Our commitment
Caregiving Atlas targets WCAG 2.1 Level AA across all editorial pages and interactive tools. WCAG AA is the level US Department of Justice ADA guidance has consistently pointed to for public-facing websites, and the level we believe responsible publishers should hold themselves to regardless of legal requirement.
Accessibility is part of the editorial brief, not an afterthought. New components and new article templates go through a manual accessibility pass before they ship. Style tokens enforce minimum contrast at the design-system level so authors can’t accidentally introduce non-AA-compliant color combinations.
What we’ve done, concretely
Generalities are easy. The list below is what readers can actually verify on the site today:
- Skip-to-content link.The first focusable element on every page is a “Skip to main content” link that jumps past the sticky header. Visible only on focus. Try pressing Tab from any page.
- Semantic HTML.Headings (h1–h4) reflect actual document structure, not visual size. Articles use
<article>, navigation uses<nav>, callouts userole="note". Lists are lists; tables have<th scope>set correctly for row and column headers. - Visible focus indicators. Every focusable element receives a 2px accent-color outline with 2px offset. Cards add a 2px inset on the left edge for additional affordance. Focus is never hidden, even on hover-styled elements.
- Color contrast.Primary ink on the cream canvas runs about 13:1 — well over the AA target of 4.5:1 for body text and 3:1 for large text. Secondary ink on cream runs about 6:1. Callout tints, tag pills, and link-caption colors are all audited against their actual background to clear AA on small text.
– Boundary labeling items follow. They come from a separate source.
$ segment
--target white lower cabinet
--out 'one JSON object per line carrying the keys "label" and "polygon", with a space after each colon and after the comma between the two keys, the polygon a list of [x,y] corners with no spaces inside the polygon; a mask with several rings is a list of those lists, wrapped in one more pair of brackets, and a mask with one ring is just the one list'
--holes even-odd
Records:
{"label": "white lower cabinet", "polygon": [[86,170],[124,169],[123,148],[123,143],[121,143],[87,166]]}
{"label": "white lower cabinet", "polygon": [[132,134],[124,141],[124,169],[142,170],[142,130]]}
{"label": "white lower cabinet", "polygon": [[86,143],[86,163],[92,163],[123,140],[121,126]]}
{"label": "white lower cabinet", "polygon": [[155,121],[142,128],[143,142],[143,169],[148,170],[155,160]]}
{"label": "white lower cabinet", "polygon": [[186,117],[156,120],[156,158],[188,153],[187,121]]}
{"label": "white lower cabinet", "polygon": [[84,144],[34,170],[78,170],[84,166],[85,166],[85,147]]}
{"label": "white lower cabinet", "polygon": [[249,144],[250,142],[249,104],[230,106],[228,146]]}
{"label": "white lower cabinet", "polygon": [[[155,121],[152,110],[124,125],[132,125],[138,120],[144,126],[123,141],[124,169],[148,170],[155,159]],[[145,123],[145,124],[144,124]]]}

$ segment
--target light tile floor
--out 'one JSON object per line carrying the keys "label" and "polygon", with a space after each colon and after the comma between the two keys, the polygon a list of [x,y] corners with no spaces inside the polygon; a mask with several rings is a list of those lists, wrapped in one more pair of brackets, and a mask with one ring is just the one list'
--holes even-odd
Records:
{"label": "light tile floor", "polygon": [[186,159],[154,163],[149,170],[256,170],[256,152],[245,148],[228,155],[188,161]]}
- Reduced motion. The site honors
prefers-reduced-motion: reduce. All transition durations collapse to ~10ms when the user has expressed that preference in their OS or browser. The site is largely motion-free already, but the override is in place. - Keyboard navigation. All interactive elements (links, buttons, form fields, the StateChip modal, the privacy notice dismiss) are reachable and operable from the keyboard. Modal-style overlays trap focus and restore it on close.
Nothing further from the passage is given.